The “new normal” refers to China’s increased provocations against Taiwan. Since September 2020, there has been an increased frequency of incursions by the People’s Liberation Army (PLA). For instance, in the first week of September alone, Taiwanese officials have detected 120 PLA military aircrafts and 35 navy vessels around its territory. These numbers are stark compared to the estimated 380 Chinese incursions in the entire 2020.
Essentially, this “new normal” represents China’s attempt to alter the status quo on the Taiwan Strait. The military incursions aim to erode Taiwan’s territorial control and sanctions hope to suffocate its economy, while a recently published white paper seeks to strengthen Beijing’s legal claim over the island.
While the drills raised alarm bells internationally, Beijing remained unconcerned as it was primarily targeted at a domestic audience. Within China, nationalism has surged under the banner of Xi Jinping’s national rejuvenation and at the heart of this Chinese dream is reunification with Taiwan. The island is seen as an ungained right from the civil war. Reunification with Taiwan would be to reclaim China’s greatness but more importantly, the Communist Party’s eminence.
Despite the scale of the military exercises, the Chinese nationals were unimpressed. Prior to Pelosi’s visit, Beijing had warned that “those who play with fire will perish by it” but the few practice rounds hardly came across as perishing.
Although Beijing’s response seems like an overreaction to outsiders, within China the government has been criticised for doing too little. Beijing was, in fact, exercising restraint over the issue, attempting to strike a balance between nationalism and international peace.
Abroad, Beijing’s worrisome behaviour in the Taiwan Strait has severely undermined the soft power it worked so hard to cultivate. This matters, especially in Taiwan, if Beijing hopes to win the hearts and minds of the people. But try-hards hardly ever succeed becoming popular.

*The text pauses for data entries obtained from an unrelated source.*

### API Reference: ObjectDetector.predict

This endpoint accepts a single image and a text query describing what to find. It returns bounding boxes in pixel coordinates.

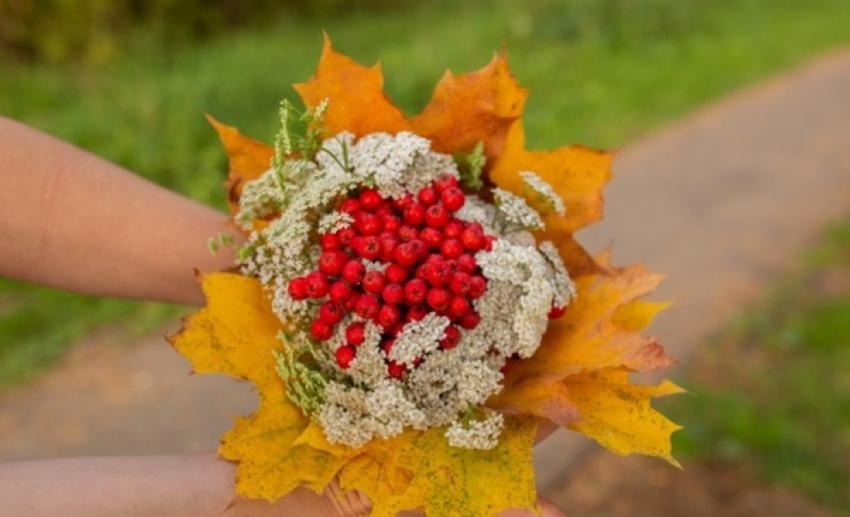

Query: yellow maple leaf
[172,37,679,515]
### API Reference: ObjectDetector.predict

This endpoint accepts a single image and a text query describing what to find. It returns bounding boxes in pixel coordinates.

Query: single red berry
[375,304,401,330]
[392,194,415,212]
[286,276,308,300]
[379,237,398,262]
[449,271,472,296]
[425,204,451,228]
[362,270,387,294]
[457,253,478,273]
[469,275,487,300]
[305,271,329,298]
[342,259,366,285]
[381,339,395,356]
[408,239,428,261]
[338,197,360,215]
[351,235,382,260]
[549,305,567,320]
[416,187,440,206]
[328,280,351,303]
[425,253,446,264]
[404,278,428,305]
[460,228,484,252]
[440,187,466,212]
[310,320,334,341]
[393,242,419,267]
[398,224,419,242]
[319,302,345,326]
[405,305,431,321]
[380,214,401,233]
[336,226,357,246]
[424,260,452,287]
[434,174,458,194]
[342,289,360,312]
[354,212,384,235]
[384,264,407,284]
[319,233,342,251]
[440,239,463,258]
[402,202,425,226]
[381,282,404,304]
[359,189,384,210]
[466,223,484,236]
[345,321,366,346]
[413,262,434,282]
[443,219,463,239]
[460,311,481,330]
[319,250,348,276]
[375,204,395,219]
[440,325,460,350]
[448,296,471,318]
[419,228,443,249]
[427,287,452,311]
[387,361,407,379]
[334,345,357,370]
[354,294,381,320]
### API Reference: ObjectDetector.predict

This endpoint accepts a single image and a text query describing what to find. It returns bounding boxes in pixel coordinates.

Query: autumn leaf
[207,115,274,213]
[181,37,680,516]
[295,35,409,136]
[172,273,537,515]
[340,418,537,517]
[564,368,683,466]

Throughout the fiasco, the Taiwanese remained calm, continuing with their lives as normal. While the media did offer regular reporting, it did not emphasise the scale or consequences of the exercises in the way international news did. The drills did not warrant breaking news as Chinese incursions were frequent to the point of normal. But underneath the calm, there was a lingering anxiety.
In the advent of Pelosi’s visit, Taipei prepared air raid shelters, including updating the database of designated shelters, putting the locations on a smartphone app, and launching a social media and poster campaign to ensure that the people knew how to find the closest shelter. Instead of panicking, the Taiwanese are pursuing a strategy of preparedness.

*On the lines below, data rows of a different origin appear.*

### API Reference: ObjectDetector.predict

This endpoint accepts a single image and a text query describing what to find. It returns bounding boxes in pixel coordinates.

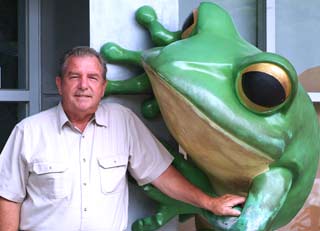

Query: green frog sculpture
[101,2,320,231]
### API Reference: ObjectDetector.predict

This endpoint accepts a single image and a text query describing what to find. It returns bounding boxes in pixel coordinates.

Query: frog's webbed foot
[136,6,181,46]
[132,184,200,231]
[131,207,177,231]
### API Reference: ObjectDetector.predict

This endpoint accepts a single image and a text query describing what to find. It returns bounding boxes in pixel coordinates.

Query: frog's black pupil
[182,13,194,31]
[242,71,286,107]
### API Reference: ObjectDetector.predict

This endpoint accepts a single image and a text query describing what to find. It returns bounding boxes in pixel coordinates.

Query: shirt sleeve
[127,111,173,185]
[0,126,27,202]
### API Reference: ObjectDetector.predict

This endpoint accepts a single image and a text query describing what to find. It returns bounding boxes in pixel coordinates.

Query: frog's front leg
[100,43,160,118]
[229,167,292,231]
[136,6,181,46]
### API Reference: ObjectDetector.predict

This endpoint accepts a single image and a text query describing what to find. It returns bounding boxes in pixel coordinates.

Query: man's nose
[79,77,88,89]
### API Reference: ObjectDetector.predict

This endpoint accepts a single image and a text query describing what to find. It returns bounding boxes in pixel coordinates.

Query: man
[0,47,245,231]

For decades, Taiwan has endured China’s bullying, and the threat of invasion only grows more pressing as the latter’s power expands. While Taiwan remains resolute defending its territorial integrity, the “new normal” means living with the increased tensions, uncertainty and threats.
Cross-strait relations are now at a delicate balance. If conflict breaks out, the ramifications on the global economy will be catastrophic. China will not be spared from this tragedy and conflict is unlikely to happen soon, especially not while Xi remains in power, but the Taiwan question will only grow more urgent as 2049 inches closer. It marks the 100th year anniversary of the People’s Republic of China, the year Xi’s Chinese dream is set to be realised. This leaves less than 27 years before Beijing will act for reunification.
Despite China’s insistence that this is an internal issue, the regional and global repercussions of the Taiwan question make it an international issue. Beijing’s actions in the strait will have consequences for other territorial disputes, such as the South China Sea.
Given Malaysia’s territorial disputes with China, Putrajaya cannot afford to stand by idly. Upholding the One China Policy is not synonymous with letting Beijing have its way, but rather about preserving the status quo. In the least, Putrajaya must make a clear stance on what principles to defend and champion, and it should be pursued in the name of peace. Failing to do so would risk the “new normal” extending across the Indo-Pacific.
This article was also published as “China’s actions in Taiwan Strait may extend to South China Sea disputes” in New Straits Times on 20 September 2022.